The RAM utilization fluctuated a small amount between screenshots, but you get the idea. The manual calculation and memory performance check both show my system is using around half the available RAM.

Once you have the value, in my case about 18GB, you have one last step. You need to multiply the value by 0.75. That’s because since Windows 7, when Windows writes the hibernation data to disk, it applies a compression algorithm that reduces the file size. So our 18GB or so of RAM utilization gets mashed down to about 13.5GB before it’s written to your disk.

So, on average, every time I hibernate my Windows PC, I write about 13.5GB of data to the SSD. If you have similar RAM utilization levels but only 16GB of RAM, you’ll likely write about 6-8GB of data per hibernation event when you account for the compression.

Want to double-check that under real-world conditions? The next time you bring your PC out of hibernation, check the file size of the hiberfil.sys file located on your C:\ drive. Our file is 13.39GB which lines up nicely with our estimated 13.5GB value.

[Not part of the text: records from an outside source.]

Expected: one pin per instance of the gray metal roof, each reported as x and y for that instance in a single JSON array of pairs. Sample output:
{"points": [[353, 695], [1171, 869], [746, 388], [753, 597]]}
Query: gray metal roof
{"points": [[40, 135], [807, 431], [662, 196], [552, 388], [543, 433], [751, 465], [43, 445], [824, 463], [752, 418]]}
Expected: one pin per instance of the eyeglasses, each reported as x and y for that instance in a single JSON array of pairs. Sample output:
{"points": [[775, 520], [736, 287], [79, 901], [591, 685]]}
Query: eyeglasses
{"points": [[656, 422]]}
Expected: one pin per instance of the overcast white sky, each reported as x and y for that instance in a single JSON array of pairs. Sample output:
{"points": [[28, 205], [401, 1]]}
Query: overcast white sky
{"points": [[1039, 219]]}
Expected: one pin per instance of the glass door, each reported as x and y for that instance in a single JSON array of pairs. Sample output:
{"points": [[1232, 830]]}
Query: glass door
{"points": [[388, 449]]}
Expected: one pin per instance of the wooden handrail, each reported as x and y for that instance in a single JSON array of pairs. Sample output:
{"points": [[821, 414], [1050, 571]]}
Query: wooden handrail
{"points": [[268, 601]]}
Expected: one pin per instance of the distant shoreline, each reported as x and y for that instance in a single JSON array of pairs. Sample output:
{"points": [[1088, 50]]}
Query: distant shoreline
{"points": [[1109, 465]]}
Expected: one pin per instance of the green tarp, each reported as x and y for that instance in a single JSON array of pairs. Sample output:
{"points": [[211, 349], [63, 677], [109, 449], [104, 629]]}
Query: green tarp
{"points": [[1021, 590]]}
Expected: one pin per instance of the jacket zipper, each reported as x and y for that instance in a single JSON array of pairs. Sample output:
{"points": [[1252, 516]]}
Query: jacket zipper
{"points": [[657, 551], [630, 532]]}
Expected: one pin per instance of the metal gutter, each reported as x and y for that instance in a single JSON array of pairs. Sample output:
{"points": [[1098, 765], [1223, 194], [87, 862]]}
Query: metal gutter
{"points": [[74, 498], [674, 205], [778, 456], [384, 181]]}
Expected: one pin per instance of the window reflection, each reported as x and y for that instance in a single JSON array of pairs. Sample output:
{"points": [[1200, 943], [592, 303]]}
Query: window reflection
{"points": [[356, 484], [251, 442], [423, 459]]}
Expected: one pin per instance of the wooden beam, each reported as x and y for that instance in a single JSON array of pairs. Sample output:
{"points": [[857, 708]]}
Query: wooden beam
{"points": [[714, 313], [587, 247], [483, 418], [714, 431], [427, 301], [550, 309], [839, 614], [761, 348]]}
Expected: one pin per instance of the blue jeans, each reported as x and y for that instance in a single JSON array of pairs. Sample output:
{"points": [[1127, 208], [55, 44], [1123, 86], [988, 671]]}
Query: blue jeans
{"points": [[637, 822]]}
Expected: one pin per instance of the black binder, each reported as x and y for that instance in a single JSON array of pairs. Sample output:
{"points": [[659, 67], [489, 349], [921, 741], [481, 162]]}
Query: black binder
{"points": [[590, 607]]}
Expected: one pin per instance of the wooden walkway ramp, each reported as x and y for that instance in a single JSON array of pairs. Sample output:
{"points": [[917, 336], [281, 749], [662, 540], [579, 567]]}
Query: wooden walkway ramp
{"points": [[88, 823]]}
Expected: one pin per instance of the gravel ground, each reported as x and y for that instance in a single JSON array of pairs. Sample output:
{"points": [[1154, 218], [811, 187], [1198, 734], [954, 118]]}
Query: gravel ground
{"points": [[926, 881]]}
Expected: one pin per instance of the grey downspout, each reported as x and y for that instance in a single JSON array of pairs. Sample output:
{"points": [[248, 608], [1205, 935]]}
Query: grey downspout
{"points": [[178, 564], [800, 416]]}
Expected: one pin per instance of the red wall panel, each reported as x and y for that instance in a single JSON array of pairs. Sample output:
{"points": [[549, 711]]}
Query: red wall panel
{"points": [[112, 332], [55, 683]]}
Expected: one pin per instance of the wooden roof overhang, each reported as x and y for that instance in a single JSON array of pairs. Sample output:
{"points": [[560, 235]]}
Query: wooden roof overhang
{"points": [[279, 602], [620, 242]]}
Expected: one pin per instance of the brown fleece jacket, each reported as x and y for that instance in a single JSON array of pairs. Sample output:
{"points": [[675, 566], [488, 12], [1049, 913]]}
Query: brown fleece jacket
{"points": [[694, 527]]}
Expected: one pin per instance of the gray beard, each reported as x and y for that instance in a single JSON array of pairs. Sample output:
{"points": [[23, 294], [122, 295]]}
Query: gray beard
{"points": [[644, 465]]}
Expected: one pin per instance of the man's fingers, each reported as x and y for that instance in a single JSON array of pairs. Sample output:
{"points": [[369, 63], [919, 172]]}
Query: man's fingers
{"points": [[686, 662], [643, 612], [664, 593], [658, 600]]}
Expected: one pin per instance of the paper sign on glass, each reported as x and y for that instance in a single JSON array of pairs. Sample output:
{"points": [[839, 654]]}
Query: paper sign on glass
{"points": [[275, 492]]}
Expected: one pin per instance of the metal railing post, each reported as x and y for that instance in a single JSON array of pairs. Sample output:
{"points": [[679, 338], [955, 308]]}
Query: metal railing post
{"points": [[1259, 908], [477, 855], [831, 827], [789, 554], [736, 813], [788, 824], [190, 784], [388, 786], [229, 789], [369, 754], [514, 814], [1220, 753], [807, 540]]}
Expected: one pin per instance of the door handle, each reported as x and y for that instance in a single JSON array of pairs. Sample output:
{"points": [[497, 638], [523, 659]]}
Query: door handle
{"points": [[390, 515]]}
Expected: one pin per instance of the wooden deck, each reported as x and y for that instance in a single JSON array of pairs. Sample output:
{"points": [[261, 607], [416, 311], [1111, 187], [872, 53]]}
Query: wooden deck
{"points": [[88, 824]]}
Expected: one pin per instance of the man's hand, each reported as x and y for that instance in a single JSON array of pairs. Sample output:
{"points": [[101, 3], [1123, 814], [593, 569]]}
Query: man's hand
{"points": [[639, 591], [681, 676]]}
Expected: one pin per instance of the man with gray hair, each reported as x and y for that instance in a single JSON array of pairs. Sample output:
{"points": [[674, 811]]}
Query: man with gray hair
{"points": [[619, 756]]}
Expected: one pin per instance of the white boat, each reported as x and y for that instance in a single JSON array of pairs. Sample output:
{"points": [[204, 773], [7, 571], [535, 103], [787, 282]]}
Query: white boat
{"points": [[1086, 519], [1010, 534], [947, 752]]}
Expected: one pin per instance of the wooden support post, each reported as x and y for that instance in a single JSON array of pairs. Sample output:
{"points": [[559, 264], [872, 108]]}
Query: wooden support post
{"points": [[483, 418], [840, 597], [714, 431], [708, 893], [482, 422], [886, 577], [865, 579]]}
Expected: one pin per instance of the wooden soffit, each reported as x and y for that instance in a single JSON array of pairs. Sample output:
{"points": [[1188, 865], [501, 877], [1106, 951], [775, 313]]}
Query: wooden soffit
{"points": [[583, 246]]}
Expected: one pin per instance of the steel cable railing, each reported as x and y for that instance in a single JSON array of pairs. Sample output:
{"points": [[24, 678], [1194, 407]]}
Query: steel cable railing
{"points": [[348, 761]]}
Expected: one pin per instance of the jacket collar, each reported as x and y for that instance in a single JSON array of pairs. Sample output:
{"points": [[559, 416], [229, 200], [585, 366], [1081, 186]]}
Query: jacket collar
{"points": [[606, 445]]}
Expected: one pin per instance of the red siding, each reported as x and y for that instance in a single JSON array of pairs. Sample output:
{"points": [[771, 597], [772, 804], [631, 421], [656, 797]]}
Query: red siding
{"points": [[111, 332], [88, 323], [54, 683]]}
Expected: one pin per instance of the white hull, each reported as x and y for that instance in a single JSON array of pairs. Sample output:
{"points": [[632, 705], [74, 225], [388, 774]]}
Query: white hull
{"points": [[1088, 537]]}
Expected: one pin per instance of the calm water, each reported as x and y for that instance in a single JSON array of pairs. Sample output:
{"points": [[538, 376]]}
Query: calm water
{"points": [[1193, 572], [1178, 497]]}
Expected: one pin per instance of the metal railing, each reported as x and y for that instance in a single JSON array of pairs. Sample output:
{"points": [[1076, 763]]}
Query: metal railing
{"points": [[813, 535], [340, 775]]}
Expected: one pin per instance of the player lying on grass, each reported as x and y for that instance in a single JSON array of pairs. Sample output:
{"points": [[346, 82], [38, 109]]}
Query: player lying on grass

Here’s Why It Doesn’t Really Matter That Much

The million-dollar question (or at least the $300 question if you’re trying to avoid replacing a premium SSD) is whether or not the extra writes matter.

Yes, it clearly adds wear and tear to the disk because you’re writing extra data every day that you wouldn’t otherwise write to the disk, but what does it mean relative to the lifespan of the disk? The quick answer: it doesn’t matter. But if you want the long answer, let’s crunch some numbers.

Again, I’ll use my daily driver machine to showcase things. I’m a great candidate for this showcase because I hibernate my PC daily like clockwork. Outside of occasionally using the “update and shutdown” option or shutting down the PC to swap parts or take photos for a tutorial, I always hibernate it.

If I load up CrystalDiskInfo, a tool we recommend in our guide to checking your HDD and SSD health, and check the Total Host Writes, the Power On Count, and the Power on Hours, I can get a sense of how much data is being written to the disk per day and what percentage of that data is from hibernation.

an image showing a detailed drive view in CrystalDiskInfo, a drive health application.

The Power On Count for the drive is 565. Power On Hours is 5,562. That makes sense to me. I built this particular PC about a year and a half ago, I use it almost every day, and if you divide 5,562 hours by 565 power ons, it works out to about 10 hours a day.

Some days, of course, I restart the computer because of an update or some such thing, but it’s safe to say that 565 is a pretty good stand-in for how many days I’ve used this drive (and thus how many times I’ve done a once-a-day hibernation).

If we multiply 565 by 13.5GB (the value for the memory utilization we established in the last section of the article) we get 7,627.5GB (or 7.63TB).

The Total Host Writes for the drive is 13,969GB (or 13.97TB). Divide the Total Host Writes by our estimation of how much data hibernation has written to the SSD, and you find that an estimated 55% of the disk usage to date is just from hibernation.

So you might react strongly to that and say, “Wait a second, you’re telling me that half of your disk use is just hibernation? Clearly, hibernation is terrible for your SSD!”

But hang on. Sure, that might seem surprising initially, but within the context of the drive’s TBW rating, it’s not such a big deal. The TBW rating for the drive we’re discussing here, the Western Digital Black SN750 1TB NVMe SSD, is 600TB.

After a year and a half of daily use, the drive is only 2.3% of its TBW rating. If I had never used the hibernation function, it would be 1.1% of its TBW rating.

At the current write rate (where I continue to hibernate at the end of each day), it will take me roughly 4.5 more years of use to get to 10% of the TBW rating. Even 10 years of use will hardly put a dent in the TBW. You’ll upgrade and replace your entire computer long before you even come close to exceeding the TBW rating.

In short, if you like using the hibernate function on your PC, keep using it and don’t even think twice about it. The level of wear and tear on an SSD created by writing the hibernation file to the disk every day (or even multiple times per day) is so small that it’s inconsequential over the lifespan of the disk.